Seniors have often been labeled as tech-averse when it comes to devices that help manage their finances, and there is a similar stigma related with seniors and home technology, according to Seth Sternberg, co-founder and CEO of Honor home care.

“Many people assume seniors aren’t interested in technology,” Sternberg told Fortune. “But seniors have shown they can adjust to an ever-evolving technology landscape as well as other age groups. Think about what stage a person is at, and what they truly need.”

While aging in place has always been an important part of the conversation between reverse mortgage professionals and borrowers, there are recent indications that it is becoming a broader consideration.

At a 2021 digital event hosted by the Clinton Foundation, U.S. Department of Housing and Urban Development (HUD) Secretary Marcia Fudge told former President Bill Clinton that facilitating aging in place for America’s seniors will be very necessary in the years ahead.

“Everybody wants to take care of their parents, but nobody wants to pay extra taxes to do it,” Fudge said to Clinton at the event. “Nobody wants to let you build an accessory dwelling unit so that you can take care of your aging father; we have to talk about all of those things.
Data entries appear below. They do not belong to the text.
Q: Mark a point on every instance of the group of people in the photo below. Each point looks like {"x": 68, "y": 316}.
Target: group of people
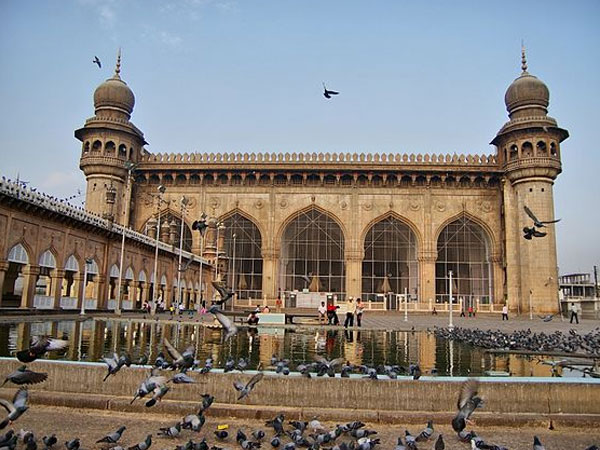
{"x": 353, "y": 309}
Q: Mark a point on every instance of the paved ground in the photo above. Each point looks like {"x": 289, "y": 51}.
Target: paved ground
{"x": 91, "y": 425}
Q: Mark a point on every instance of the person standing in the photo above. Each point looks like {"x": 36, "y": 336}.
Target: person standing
{"x": 360, "y": 306}
{"x": 322, "y": 311}
{"x": 349, "y": 313}
{"x": 574, "y": 311}
{"x": 505, "y": 312}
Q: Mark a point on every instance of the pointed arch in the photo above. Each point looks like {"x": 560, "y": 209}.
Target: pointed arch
{"x": 390, "y": 262}
{"x": 245, "y": 272}
{"x": 464, "y": 247}
{"x": 312, "y": 252}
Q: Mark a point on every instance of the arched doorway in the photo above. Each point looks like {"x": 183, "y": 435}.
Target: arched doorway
{"x": 245, "y": 256}
{"x": 464, "y": 248}
{"x": 390, "y": 262}
{"x": 312, "y": 254}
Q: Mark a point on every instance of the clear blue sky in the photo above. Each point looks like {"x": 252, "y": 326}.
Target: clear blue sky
{"x": 233, "y": 75}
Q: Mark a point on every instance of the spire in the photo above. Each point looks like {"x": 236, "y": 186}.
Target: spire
{"x": 523, "y": 58}
{"x": 118, "y": 67}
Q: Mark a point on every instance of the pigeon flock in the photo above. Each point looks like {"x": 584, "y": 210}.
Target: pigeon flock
{"x": 573, "y": 342}
{"x": 293, "y": 434}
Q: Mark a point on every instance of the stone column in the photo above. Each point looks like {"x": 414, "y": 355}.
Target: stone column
{"x": 30, "y": 274}
{"x": 427, "y": 276}
{"x": 57, "y": 276}
{"x": 3, "y": 270}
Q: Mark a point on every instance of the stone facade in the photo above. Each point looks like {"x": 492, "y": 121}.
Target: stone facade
{"x": 423, "y": 194}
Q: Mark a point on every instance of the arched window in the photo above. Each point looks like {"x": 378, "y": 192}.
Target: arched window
{"x": 464, "y": 248}
{"x": 312, "y": 254}
{"x": 390, "y": 262}
{"x": 541, "y": 148}
{"x": 245, "y": 256}
{"x": 526, "y": 150}
{"x": 109, "y": 148}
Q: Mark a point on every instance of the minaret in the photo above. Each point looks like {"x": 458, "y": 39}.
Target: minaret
{"x": 110, "y": 144}
{"x": 528, "y": 150}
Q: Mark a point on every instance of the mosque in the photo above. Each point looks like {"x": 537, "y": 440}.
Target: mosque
{"x": 382, "y": 227}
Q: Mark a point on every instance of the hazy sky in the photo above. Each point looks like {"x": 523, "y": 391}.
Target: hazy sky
{"x": 227, "y": 75}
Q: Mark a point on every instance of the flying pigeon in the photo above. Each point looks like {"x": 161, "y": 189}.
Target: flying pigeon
{"x": 327, "y": 93}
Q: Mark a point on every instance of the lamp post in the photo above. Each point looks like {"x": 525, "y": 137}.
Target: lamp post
{"x": 161, "y": 191}
{"x": 184, "y": 202}
{"x": 233, "y": 273}
{"x": 130, "y": 166}
{"x": 88, "y": 261}
{"x": 450, "y": 325}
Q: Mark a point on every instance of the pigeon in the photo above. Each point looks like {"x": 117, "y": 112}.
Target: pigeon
{"x": 426, "y": 433}
{"x": 15, "y": 408}
{"x": 536, "y": 222}
{"x": 24, "y": 376}
{"x": 277, "y": 424}
{"x": 327, "y": 93}
{"x": 228, "y": 325}
{"x": 537, "y": 445}
{"x": 181, "y": 378}
{"x": 73, "y": 444}
{"x": 50, "y": 441}
{"x": 159, "y": 393}
{"x": 116, "y": 363}
{"x": 170, "y": 431}
{"x": 467, "y": 403}
{"x": 39, "y": 346}
{"x": 113, "y": 437}
{"x": 207, "y": 400}
{"x": 193, "y": 422}
{"x": 150, "y": 384}
{"x": 144, "y": 445}
{"x": 246, "y": 389}
{"x": 223, "y": 291}
{"x": 415, "y": 371}
{"x": 183, "y": 360}
{"x": 221, "y": 434}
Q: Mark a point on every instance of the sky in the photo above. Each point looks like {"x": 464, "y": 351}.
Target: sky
{"x": 246, "y": 76}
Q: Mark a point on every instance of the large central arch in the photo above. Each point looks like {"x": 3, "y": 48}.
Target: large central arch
{"x": 312, "y": 253}
{"x": 245, "y": 256}
{"x": 464, "y": 247}
{"x": 390, "y": 261}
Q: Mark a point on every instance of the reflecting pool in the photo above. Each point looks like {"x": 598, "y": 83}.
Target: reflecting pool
{"x": 92, "y": 339}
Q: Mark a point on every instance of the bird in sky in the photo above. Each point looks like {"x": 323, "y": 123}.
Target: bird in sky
{"x": 538, "y": 223}
{"x": 327, "y": 93}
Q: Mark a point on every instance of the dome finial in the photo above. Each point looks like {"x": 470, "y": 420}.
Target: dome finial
{"x": 523, "y": 58}
{"x": 118, "y": 67}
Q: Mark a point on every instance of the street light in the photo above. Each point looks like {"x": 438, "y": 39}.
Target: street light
{"x": 130, "y": 166}
{"x": 184, "y": 202}
{"x": 450, "y": 325}
{"x": 161, "y": 191}
{"x": 88, "y": 261}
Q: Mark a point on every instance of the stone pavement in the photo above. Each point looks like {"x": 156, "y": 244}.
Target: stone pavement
{"x": 90, "y": 425}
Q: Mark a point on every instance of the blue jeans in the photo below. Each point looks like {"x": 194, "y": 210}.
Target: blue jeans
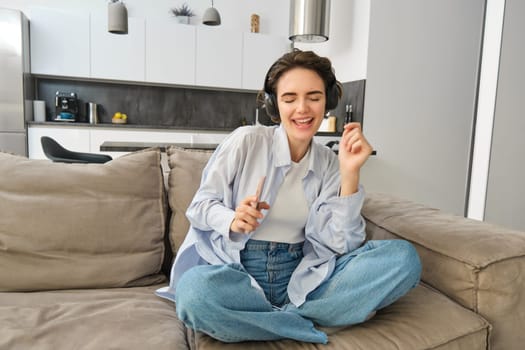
{"x": 220, "y": 301}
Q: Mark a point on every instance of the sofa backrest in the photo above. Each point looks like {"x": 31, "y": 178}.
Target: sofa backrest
{"x": 186, "y": 167}
{"x": 66, "y": 226}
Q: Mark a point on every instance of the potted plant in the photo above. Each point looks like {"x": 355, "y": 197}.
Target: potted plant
{"x": 183, "y": 13}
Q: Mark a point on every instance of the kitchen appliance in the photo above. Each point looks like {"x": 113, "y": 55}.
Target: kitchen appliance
{"x": 16, "y": 90}
{"x": 66, "y": 106}
{"x": 92, "y": 112}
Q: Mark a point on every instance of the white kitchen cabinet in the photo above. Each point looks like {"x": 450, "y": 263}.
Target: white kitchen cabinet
{"x": 260, "y": 51}
{"x": 115, "y": 56}
{"x": 219, "y": 58}
{"x": 170, "y": 52}
{"x": 70, "y": 137}
{"x": 59, "y": 42}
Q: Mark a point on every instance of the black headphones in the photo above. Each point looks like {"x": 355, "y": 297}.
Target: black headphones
{"x": 270, "y": 100}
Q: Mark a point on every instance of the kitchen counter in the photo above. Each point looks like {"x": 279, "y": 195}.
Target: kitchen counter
{"x": 113, "y": 146}
{"x": 148, "y": 127}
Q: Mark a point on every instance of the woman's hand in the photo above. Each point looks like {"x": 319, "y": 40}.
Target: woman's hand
{"x": 247, "y": 215}
{"x": 354, "y": 150}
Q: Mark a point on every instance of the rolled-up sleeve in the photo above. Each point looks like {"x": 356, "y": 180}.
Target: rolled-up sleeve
{"x": 335, "y": 223}
{"x": 211, "y": 207}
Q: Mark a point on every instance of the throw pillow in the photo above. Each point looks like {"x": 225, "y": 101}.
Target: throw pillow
{"x": 184, "y": 179}
{"x": 67, "y": 226}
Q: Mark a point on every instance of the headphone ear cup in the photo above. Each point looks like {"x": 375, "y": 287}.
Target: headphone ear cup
{"x": 332, "y": 97}
{"x": 271, "y": 105}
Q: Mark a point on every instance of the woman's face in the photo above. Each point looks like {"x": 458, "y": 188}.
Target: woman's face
{"x": 301, "y": 101}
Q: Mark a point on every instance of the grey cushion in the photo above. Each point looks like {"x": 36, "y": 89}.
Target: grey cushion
{"x": 68, "y": 226}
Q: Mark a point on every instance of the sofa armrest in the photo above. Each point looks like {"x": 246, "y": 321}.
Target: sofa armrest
{"x": 479, "y": 265}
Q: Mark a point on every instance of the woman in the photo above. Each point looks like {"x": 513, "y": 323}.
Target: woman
{"x": 270, "y": 263}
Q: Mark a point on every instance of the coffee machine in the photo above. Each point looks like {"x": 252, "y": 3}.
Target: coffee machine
{"x": 66, "y": 106}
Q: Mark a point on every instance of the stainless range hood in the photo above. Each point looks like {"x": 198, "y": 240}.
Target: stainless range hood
{"x": 309, "y": 20}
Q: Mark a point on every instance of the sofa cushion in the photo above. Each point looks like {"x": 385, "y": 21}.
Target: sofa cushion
{"x": 117, "y": 318}
{"x": 186, "y": 166}
{"x": 69, "y": 226}
{"x": 479, "y": 265}
{"x": 422, "y": 319}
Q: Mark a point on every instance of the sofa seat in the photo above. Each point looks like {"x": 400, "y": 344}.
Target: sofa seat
{"x": 118, "y": 318}
{"x": 422, "y": 319}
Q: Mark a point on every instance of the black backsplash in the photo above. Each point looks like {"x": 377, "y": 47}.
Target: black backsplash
{"x": 164, "y": 106}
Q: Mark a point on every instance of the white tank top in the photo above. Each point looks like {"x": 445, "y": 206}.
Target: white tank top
{"x": 286, "y": 219}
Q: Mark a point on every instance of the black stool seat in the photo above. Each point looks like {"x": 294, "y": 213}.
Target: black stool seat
{"x": 54, "y": 151}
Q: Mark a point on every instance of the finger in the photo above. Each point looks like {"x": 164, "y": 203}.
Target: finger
{"x": 356, "y": 147}
{"x": 351, "y": 126}
{"x": 242, "y": 227}
{"x": 249, "y": 200}
{"x": 263, "y": 205}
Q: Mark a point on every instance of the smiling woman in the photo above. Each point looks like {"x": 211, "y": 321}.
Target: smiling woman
{"x": 287, "y": 250}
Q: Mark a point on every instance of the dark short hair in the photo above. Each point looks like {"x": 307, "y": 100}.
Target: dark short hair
{"x": 298, "y": 59}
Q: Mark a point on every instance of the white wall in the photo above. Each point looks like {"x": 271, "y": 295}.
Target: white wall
{"x": 235, "y": 14}
{"x": 347, "y": 46}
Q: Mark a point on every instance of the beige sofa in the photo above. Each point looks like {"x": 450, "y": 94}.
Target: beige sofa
{"x": 83, "y": 247}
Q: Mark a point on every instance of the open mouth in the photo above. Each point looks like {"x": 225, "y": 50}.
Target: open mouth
{"x": 304, "y": 122}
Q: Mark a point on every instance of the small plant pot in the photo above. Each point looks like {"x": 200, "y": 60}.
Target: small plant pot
{"x": 183, "y": 19}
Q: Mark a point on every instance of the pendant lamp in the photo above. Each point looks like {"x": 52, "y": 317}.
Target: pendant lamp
{"x": 117, "y": 17}
{"x": 309, "y": 20}
{"x": 211, "y": 16}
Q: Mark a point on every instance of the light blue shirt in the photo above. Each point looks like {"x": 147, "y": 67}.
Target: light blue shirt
{"x": 334, "y": 226}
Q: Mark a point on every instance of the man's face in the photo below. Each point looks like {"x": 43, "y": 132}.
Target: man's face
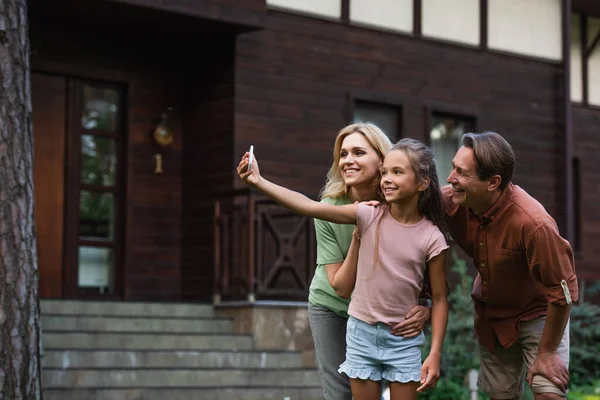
{"x": 468, "y": 189}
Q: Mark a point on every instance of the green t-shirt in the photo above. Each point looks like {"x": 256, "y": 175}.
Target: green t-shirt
{"x": 333, "y": 242}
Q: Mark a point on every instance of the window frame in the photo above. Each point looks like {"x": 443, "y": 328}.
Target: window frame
{"x": 459, "y": 113}
{"x": 378, "y": 99}
{"x": 73, "y": 241}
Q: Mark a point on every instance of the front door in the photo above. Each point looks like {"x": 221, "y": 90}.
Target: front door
{"x": 79, "y": 137}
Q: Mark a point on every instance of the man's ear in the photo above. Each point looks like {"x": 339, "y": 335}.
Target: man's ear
{"x": 423, "y": 185}
{"x": 495, "y": 182}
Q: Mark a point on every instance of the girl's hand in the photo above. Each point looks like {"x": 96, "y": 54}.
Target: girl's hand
{"x": 430, "y": 372}
{"x": 251, "y": 177}
{"x": 414, "y": 323}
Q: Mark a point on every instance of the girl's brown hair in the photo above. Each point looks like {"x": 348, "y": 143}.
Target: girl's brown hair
{"x": 430, "y": 200}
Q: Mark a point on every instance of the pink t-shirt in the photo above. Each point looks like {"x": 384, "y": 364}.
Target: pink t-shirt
{"x": 389, "y": 292}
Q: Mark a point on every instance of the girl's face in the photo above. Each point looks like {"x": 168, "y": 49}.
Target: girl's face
{"x": 398, "y": 180}
{"x": 359, "y": 163}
And as I get older, of course, aging in place becomes very important.”

In December, a report published by Bank of America found that the majority of older homeowners want to stay where they are as they age.

Gen X and baby boomers make up 70% of the 84.7 million homeowners in the U.S., among which 60% of Gen X’ers and 76% of baby boomers plan to or have retired in the home they already own, according to BofA’s 2022 Homebuyer Insights Report.